La seule chose que j’ai comprise de la bouche de la serveuse me donnait envie : desserts traditionnels, faits maisons. Entre ces mots, il y avait les mots Panacotta, Nutella et Ricotta. Miam.

Les voilà de nouveau enthousiastes. Ils sont presque charmants.

L’amoureux me dit que c’est une mauvaise idée. J’insiste.

Les desserts posés sur la table, nous découvrons qu’ils connaissent d’autres onomatopées. Nous les menaçons de leur supprimer les spinners, de les faire chanter tous nus dans la rue, de couper le WIFI, de faire l’amour devant eux pour qu’ils mangent au moins une petite bouchée. Une seule bouchée d’un truc en –A. Ils ne démordent pas et forment un trio solidaire. Ils ne mangeront pas.

Note positive : il n’y en a pas. Nous avons eu une addition ultra salée et nous, adultes, avons mis trois jours à digérer la farandole de spécialités en -A.

La prochaine fois, ils mangeront du sable, croyez-nous.

Ingrats, ces gosses sont des ingrats.

  1. Peut-être le point qui me fait le plus mal car je suis personnellement une grosse dormeuse.

Pourtant tu le sais, à l’instant où tu mets un bébé au monde, tes nuits et tes grasses matinées tu oublieras.

Quoi, tu ne le savais pas ? Quitte ce blog, ce sera certainement trop douloureux pour toi.

Avant les vacances, une fois nos trois progénitures réunies, nous avions convoqué un conseil exceptionnel de bambins.

Powerpoint à l’appui, nous leur avons sagement expliqué qu’ils avaient tout à gagner à nous laisser dormir au moins jusqu’à neuf heures et demie le matin.

Nous serions de meilleure humeur, aurions envie de sortir avec eux le soir, et promettions même des glaces à l’italienne à volonté.

L’enfant blond rétorquait que c’était tout à fait impossible pour lui, cela lui était biologiquement inconcevable.

Le châtain clair qu’il allait essayer mais ne promettait pas d’aller au delà de neuf heures.

L’ado, bien sûr, pour une fois, était notre allié.

C’est peut-être ça l’espoir, attendre qu’ils aient quinze ans pour qu’ils dorment jusqu’à midi.

Arrivés sur place, le premier jour, nous étions persuadés qu’ils allaient tomber comme des mouches et laisser sonner au moins onze coups au clocher de l’église, le lendemain.

Fingers in the nose.

Nous nous étions levés à quatre heures du matin, après trois heures de sommeil.

Autant vous dire que nous, les quadras, étions rincés et pratiquement sous perfusion.

Au préalable, l’amoureux avait redonné la consigne : s’ils se réveillent avant nous, ils restent sagement dans leur chambre.
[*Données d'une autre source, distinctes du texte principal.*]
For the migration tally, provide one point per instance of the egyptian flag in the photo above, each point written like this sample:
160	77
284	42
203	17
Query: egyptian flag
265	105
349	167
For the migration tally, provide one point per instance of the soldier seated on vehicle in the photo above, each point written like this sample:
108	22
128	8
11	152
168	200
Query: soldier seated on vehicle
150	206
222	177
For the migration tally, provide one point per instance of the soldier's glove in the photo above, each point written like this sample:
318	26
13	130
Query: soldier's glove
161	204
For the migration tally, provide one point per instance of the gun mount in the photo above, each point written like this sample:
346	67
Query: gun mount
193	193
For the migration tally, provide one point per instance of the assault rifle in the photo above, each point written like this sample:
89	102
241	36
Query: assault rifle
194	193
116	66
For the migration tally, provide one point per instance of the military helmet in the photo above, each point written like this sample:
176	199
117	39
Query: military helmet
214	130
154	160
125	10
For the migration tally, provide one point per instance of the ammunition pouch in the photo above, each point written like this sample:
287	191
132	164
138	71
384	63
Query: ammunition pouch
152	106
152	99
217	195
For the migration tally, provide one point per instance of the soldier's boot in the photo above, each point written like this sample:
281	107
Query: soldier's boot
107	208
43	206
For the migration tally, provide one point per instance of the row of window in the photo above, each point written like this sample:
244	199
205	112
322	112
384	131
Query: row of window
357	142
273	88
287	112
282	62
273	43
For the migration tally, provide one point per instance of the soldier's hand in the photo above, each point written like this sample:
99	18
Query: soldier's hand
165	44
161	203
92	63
En cas de force majeure, ils peuvent venir gratter doucement à la porte. Si urgence force 2, trois petits coups peuvent être frappés. Mais on n’ouvre jamais la porte avant le signal.

Papa et maman font parfois du coloriage.

Le lendemain matin, chacun de notre côté du lit, pour essayer de ne pas fabriquer encore plus de chaleur que l’existante, nous ouvrons tous les deux un œil. Lui le gauche, moi le droit. Tels des chiens de garde, nos oreilles sont aux aguets.

Quelqu’un gratte à la porte.

Nous faisons les morts.

Je regarde mon portable : il est huit heures.

Quelqu’un frappe.

Nous sommes enterrés.

PAS LA.

Des petits pas d’éléphanteaux se font entendre dans le couloir. Les petits morveux.

Ouf, ils se sont recouchés.

J’essuie ma bave, l’amoureux tente un rapprochement.

On frappe de nouveau à la porte.

Il est huit heures quinze.

Cas de force 2.

« Qu’est-ce qui se passe ?

C’est NOUS !!!

Oui mais qu’est-ce que vous voulez ?

On veut vous faire un câlin ! On peut entrer ? »

Dois-je vraiment vous préciser que cette scène se répéta tous les jours ?

Note positive : je vous laisse deviner.

Je pourrai vous raconter encore des dizaines d’anecdotes de vacances avec les mouflets. Et vous, quelles sont les vôtres ?

Bonnes vacances à tous ceux qui partent bientôt, bon courage à ceux qui ne peuvent pas partir et bravo à nous d’avoir survécu à cette épreuve, bravo à vous d’être arrivés jusqu’ici.

A part ça l’eau était transparente, les plages plutôt très belles et le ciel très bleu.

 

Signature

7 réflexions sur “Bilan des vacances : je ne vous avais pas menti.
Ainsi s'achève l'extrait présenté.